# Bayesian Deep Learning

Conventional neural networks are not well designed to model the uncertainty associated with the predictions they make. For that, one way is to go full Bayesian. 

In this class we will introduce the concept of Bayesian Neural Networks (BNN) by studing a standard supervised use case: a toy regression problem. For that, we will first implement linear regression and learn point estimates for the parameters w and b. Then we’ll see how to incorporate uncertainty into our estimates by using MCMC to implement Bayesian linear regression.


# Main definitions

A Bayesian neural network is a neural network with a prior distribution on its weights. This means that, in contrast with any convential (non-Bayesian) neural network, BNNs are interested not only in the optimal values of the network's parameters -- weights and biases -- but also in the distribution associated with them. Thanks to these distributions we could have a certain level of confidence about the network predictions.

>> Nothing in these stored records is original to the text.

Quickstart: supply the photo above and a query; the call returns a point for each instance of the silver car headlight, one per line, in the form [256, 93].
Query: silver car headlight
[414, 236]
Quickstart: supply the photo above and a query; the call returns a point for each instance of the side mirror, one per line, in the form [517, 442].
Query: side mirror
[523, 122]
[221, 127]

The  idea  behind  Bayesian  neural  networks is then to cast the task of training a network as a problem of inference, which is solved using Bayes’ theorem. The latter theorem is used to assign a probability density to each point in the parameter space of the neural network, as it is featured below. 


### Bayes Formula

Estimating the distributions associated with the network parameters is hard. These are generally referred to as posterior densities, and are estimated using the Bayes rule.

$$p \left(w \mid x,y \right) = \frac{p \left( x,y \mid w \right) p(w)}{\int p \left( x, y \mid w\right) p(w)dw}$$

The main problem lies in the denominator — also known as model evidence. It requires integrating over all possible values of the parameters (i.e., all weights and biases space), and it is often not doable in practice.

Instead, pseudo-numerical approaches can be chosen where the solution to those integrals is approximated. The most common approaches are: 

1.- Approximating the integral with MCMC

2.- Using variational inference 

3.-Using MC dropout



In this notebook we will explore the MCMC approach with the help of the tensorflow_probability library

## Bayesian Regression

But first, let's dive deep into the basic principles with the regression example.

Regression is one of the most common and basic supervised learning tasks in machine learning.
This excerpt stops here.